"Dear Kitty," she read, "I have run away for ever, and I am never going home any more. I think I have killed Aunt Pike. I told her something, and she fell right down on the floor. She was dead, I am sure, and I ran away. I am too frightened to go home, so do not ask me to. I am going to earn my living. I am hiding at the farm. Mrs. Henderson thinks I am going home soon, but I am not; and if she won't let me sleep here, I shall sleep in the woods. To-morrow I shall try to get a place as a servant or something. I wish I looked older, and that I had one of your long skirts. I can put my hair up, but my dress is so short. Good-bye for ever.—
"Your loving Betty."
"S.P.—Give my love to father if he will except it from me, and tell him
I did not mean to be a bad child to him."
Kitty stood staring blankly at the letter, scarcely able to grasp its meaning. It seemed too wild, too improbable to be true. Betty had run away; was frightened, desperate, too frightened to go home; had been out all night alone; and they were all far away from her, all but Tony. Kitty felt stunned by the unexpectedness and greatness of the trouble, but she realized that she must act, and act quickly.

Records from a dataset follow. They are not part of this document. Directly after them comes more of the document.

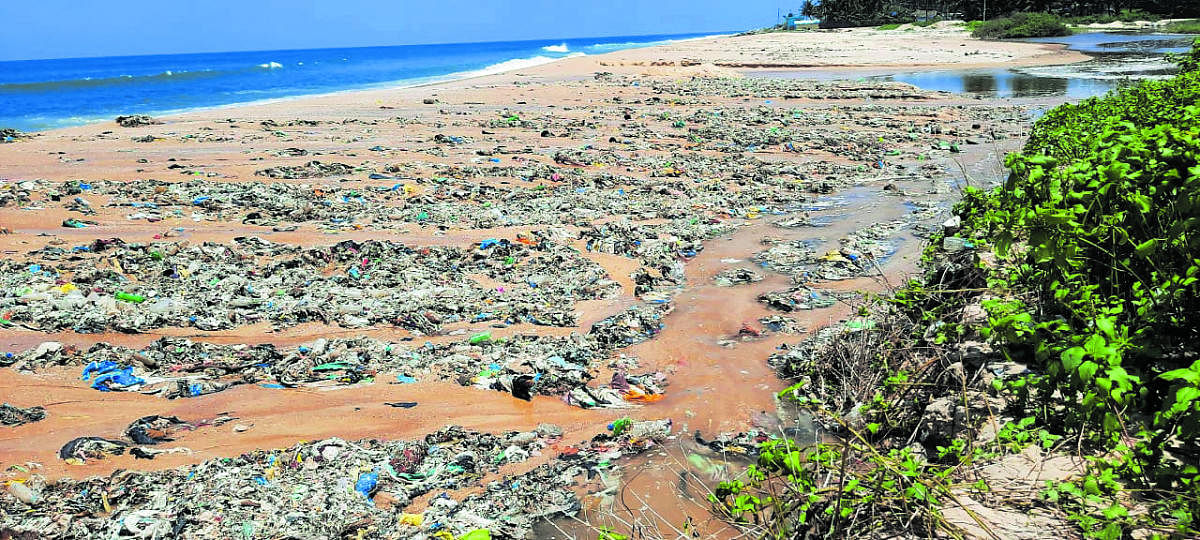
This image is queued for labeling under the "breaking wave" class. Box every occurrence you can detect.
[455,53,584,77]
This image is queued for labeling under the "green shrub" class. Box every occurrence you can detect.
[940,42,1200,530]
[1067,10,1162,24]
[1163,20,1200,34]
[971,13,1070,40]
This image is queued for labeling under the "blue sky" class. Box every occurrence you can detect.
[0,0,800,60]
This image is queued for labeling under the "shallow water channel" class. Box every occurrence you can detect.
[868,32,1194,100]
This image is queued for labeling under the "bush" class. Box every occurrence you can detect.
[1164,20,1200,34]
[1067,10,1162,24]
[971,13,1070,40]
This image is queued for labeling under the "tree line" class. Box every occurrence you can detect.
[800,0,1200,26]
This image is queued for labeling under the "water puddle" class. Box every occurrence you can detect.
[764,32,1195,100]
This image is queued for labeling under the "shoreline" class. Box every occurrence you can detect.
[11,28,1093,134]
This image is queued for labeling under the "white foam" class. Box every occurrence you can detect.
[458,53,584,79]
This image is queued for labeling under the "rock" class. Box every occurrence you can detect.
[116,114,162,127]
[8,481,41,505]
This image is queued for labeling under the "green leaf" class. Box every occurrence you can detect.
[1079,360,1100,383]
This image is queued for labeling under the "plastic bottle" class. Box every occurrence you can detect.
[113,290,146,304]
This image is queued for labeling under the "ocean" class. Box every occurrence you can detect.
[0,32,715,131]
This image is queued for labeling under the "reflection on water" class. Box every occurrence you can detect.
[878,70,1099,98]
[872,32,1194,100]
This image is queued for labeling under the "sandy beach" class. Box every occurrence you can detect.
[0,23,1087,538]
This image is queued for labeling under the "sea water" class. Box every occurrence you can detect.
[0,34,713,131]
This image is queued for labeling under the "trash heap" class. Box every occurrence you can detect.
[0,403,46,426]
[0,238,620,335]
[0,304,670,408]
[0,419,671,539]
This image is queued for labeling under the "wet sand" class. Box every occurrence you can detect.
[0,29,1082,535]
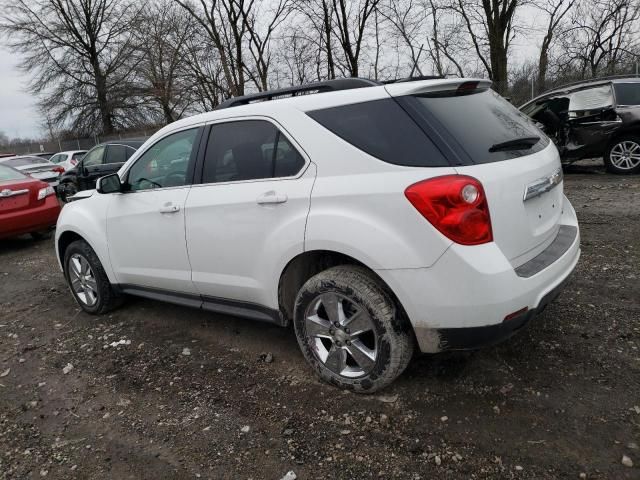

Miss Pidsley and Miss Hammond were gone to an early service at the church, but it never occurred to Kitty to wait for them and consult them. She only realized that a train left for Gorlay in twenty minutes' time, and that if she could catch it she could be at home in little more than two hours, and on the spot to seek for Betty. She cleared the stairs two at a time, and in less than three minutes was flying down them again and out of the house, buttoning her coat as she went, and had vanished round the corner and down the road. She felt absolutely no fear of meeting her teachers, for it never entered her head that she was doing anything wrong. Miss Pidsley had once said that if she was wanted at home she could go, and Kitty had never, since then, felt herself a prisoner at school. She did hope that she might not meet them, or any one else she knew, for time was very precious, and explanations would cause delay; but that they might forbid her to go never once entered her head. Her mind was full of but one thought—Betty was lost, and no one but herself had any clue as to her whereabouts.
But the only person that Kitty met was a telegraph boy. Miss Pidsley and Miss Hammond, coming home by another route, met the telegraph boy too at the gate, and took the telegram from him.
"Oh," exclaimed Miss Pidsley as she opened it and mastered its contents, "dear, dear! This brings bad news for Katherine Trenire. Listen," and she read aloud, "Mrs. Pike seriously ill. Send Miss Trenire at once. Yearsley."
"Shall I break it to the poor child?" asked Miss Hammond anxiously.
"Please."
Miss Hammond hurried into the house and to the schoolroom, but Kitty was not there. Then she went to the music-room, but there was no Kitty there; then by degrees they searched the whole house and garden, but in vain, and at last stood gazing at each other, perplexed and alarmed. Kitty, with never a thought of all the trouble she was causing, had caught her train and was speeding home, little dreaming, though, of all that lay before her, for in her alarm for Betty she had quite failed to grasp the other and more serious news that Betty had written; and, as the long minutes dragged by, and the train seemed but to crawl, it was only for Betty that her anxiety increased, is her mind had time to dwell on what had happened, and picture all the dreadful things that might have occurred to her.